Accueil>Carte d’identité universelle et un dollar par jour : une utopie réaliste pour vaincre l’invisibilité et la faim

26.08.2025

Carte d’identité universelle et un dollar par jour : une utopie réaliste pour vaincre l’invisibilité et la faim

Créer un registre universel recensant toutes les personnes qui le souhaitent, ce qui leur permettra de bénéficier de nombreux services à ce stade inaccessibles ; et verser un dollar par jour à toutes celles qui vivent sous le seuil de pauvreté. Cette double mesure, qui peut paraître utopique, n’est pas aussi irréaliste que cela, comme le démontre un article paru dans une revue à comité de lecture, dont les auteurs, Ettore Recchi (CRIS) et Tobias Grohmann (MPC - European University Institute) nous présentent ici les principaux aspects.

Que signifie être invisible ? Pour plusieurs centaines de millions de personnes à travers le monde, cela veut dire ne posséder aucune preuve légale d’identité : ni passeport ni acte de naissance – aucun moyen de prouver son existence aux yeux d’un État. Et que signifie être incapable de mener une vie digne ? C’est gérer son quotidien avec moins de 6,85 $ par jour, ce qui correspond au seuil de pauvreté fixé par la Banque mondiale. Dans un monde plus riche que jamais, ces deux situations définissent ce que nous appelons des « inégalités scandaleuses ».

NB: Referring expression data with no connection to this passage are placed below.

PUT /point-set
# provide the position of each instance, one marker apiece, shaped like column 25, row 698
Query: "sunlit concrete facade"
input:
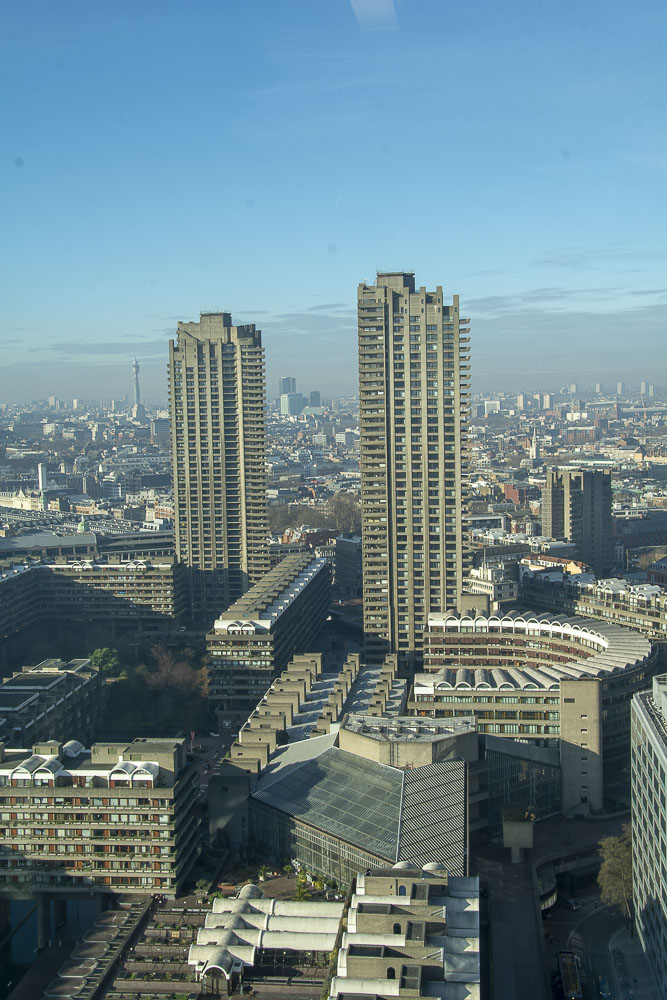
column 253, row 640
column 556, row 681
column 116, row 818
column 413, row 400
column 218, row 444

Notre proposition, détaillée dans un article récemment publié dans Humanities and Social Sciences Communications, vise à s’attaquer simultanément à ces deux problèmes : l’absence d’identité légale et la faim. L’idée est simple : garantir une carte d’identité pour chaque personne vivant sur Terre (Humanity Identity Card, HIC) et un complément de revenu de base de 1 dollar (USD) par jour (Basic Income Supplement, BIS) pour la moitié la plus pauvre de la population mondiale.

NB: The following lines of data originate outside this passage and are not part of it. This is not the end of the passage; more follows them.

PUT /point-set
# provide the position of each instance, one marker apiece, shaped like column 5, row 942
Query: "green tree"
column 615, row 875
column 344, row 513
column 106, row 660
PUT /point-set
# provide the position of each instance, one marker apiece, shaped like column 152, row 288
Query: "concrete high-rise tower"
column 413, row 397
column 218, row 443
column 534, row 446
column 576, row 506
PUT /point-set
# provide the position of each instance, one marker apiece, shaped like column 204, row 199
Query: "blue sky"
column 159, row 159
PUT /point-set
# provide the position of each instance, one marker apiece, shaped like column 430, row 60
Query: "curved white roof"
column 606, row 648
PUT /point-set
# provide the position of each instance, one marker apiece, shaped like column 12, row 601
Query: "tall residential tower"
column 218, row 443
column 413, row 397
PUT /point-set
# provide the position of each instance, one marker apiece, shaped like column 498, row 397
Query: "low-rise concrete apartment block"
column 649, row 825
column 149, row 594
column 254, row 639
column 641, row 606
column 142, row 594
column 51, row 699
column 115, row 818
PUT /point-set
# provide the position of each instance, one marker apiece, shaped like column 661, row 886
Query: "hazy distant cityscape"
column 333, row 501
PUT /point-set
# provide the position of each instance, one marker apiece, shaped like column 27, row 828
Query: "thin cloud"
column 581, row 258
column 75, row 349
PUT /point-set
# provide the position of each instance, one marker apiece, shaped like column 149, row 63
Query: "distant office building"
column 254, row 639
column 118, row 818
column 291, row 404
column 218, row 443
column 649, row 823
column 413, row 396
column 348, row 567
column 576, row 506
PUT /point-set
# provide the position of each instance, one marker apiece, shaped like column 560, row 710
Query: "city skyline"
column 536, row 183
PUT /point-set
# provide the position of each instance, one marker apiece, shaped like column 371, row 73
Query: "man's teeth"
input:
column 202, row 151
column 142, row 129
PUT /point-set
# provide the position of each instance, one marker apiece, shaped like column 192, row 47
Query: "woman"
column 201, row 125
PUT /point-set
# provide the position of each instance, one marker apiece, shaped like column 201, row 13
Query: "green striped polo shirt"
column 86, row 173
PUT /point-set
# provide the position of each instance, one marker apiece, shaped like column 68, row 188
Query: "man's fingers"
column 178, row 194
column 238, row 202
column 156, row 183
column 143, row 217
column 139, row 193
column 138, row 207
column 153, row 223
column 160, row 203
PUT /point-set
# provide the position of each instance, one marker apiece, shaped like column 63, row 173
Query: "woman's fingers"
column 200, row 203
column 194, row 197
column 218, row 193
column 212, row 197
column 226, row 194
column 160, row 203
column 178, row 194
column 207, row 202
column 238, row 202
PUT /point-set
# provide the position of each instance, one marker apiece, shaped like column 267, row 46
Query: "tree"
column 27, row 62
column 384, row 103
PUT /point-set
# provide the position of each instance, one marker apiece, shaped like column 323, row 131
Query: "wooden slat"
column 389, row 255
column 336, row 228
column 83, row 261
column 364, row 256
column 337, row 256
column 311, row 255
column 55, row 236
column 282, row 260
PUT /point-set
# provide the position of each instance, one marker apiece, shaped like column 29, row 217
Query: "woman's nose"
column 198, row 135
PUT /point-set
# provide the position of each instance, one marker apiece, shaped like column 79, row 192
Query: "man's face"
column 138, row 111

Cette politique sociale globale contribuerait à garantir des droits humains fondamentaux comme le droit à l’égalité devant la loi, un niveau de vie suffisant et une protection sociale. Elle devrait également encourager un nouveau sentiment de solidarité internationale : les pays, les entreprises et les individus les plus riches soutiendraient les plus vulnérables, non pas par charité, mais dans le cadre d’un engagement structuré et partagé.

Des inégalités vitales et existentielles

En nous appuyant sur les travaux d’Amartya Sen et de Göran Therborn, nous nous concentrons sur deux dimensions de l’inégalité : l’existentielle et la vitale.

L’inégalité existentielle concerne la reconnaissance. Près de 850 millions de personnes, selon une étude de la Banque mondiale, n’ont aucune pièce d’identité reconnue légalement. Cela signifie que, dans la plupart des pays du monde, elles ne peuvent pas ouvrir de compte bancaire, accéder à des services publics, inscrire leurs enfants à l’école ou s’inscrire elles-mêmes dans des établissements d’enseignement, ou encore enregistrer une carte SIM à leur nom. Sans identité légale, on n’est pas seulement exclu : on est aussi invisible.

L’inégalité vitale concerne les ressources nécessaires à la survie. L’insécurité alimentaire demeure l’un des problèmes les plus persistants et mortels aujourd’hui. Alors que la production alimentaire mondiale atteint des sommets historiques, environ 735 millions de personnes souffrent encore de la faim et des millions d’enfants sont malnutris. Ceci n’est pas dû à une pénurie de nourriture, mais à une véritable exclusion économique, faute tout simplement d’avoir les moyens d’accéder à la nourriture disponible.

Ces deux problèmes vont souvent de pair : les plus pauvres sont aussi ceux qui ont le moins de chances d’être officiellement enregistrés auprès des administrations. Surtout, dans les pays les moins développés, en l’absence de filet de sécurité national, ils passent entre les mailles des systèmes censés les protéger.

Une carte pour chaque être humain

La carte d’identité universelle (HIC) est au cœur de la proposition.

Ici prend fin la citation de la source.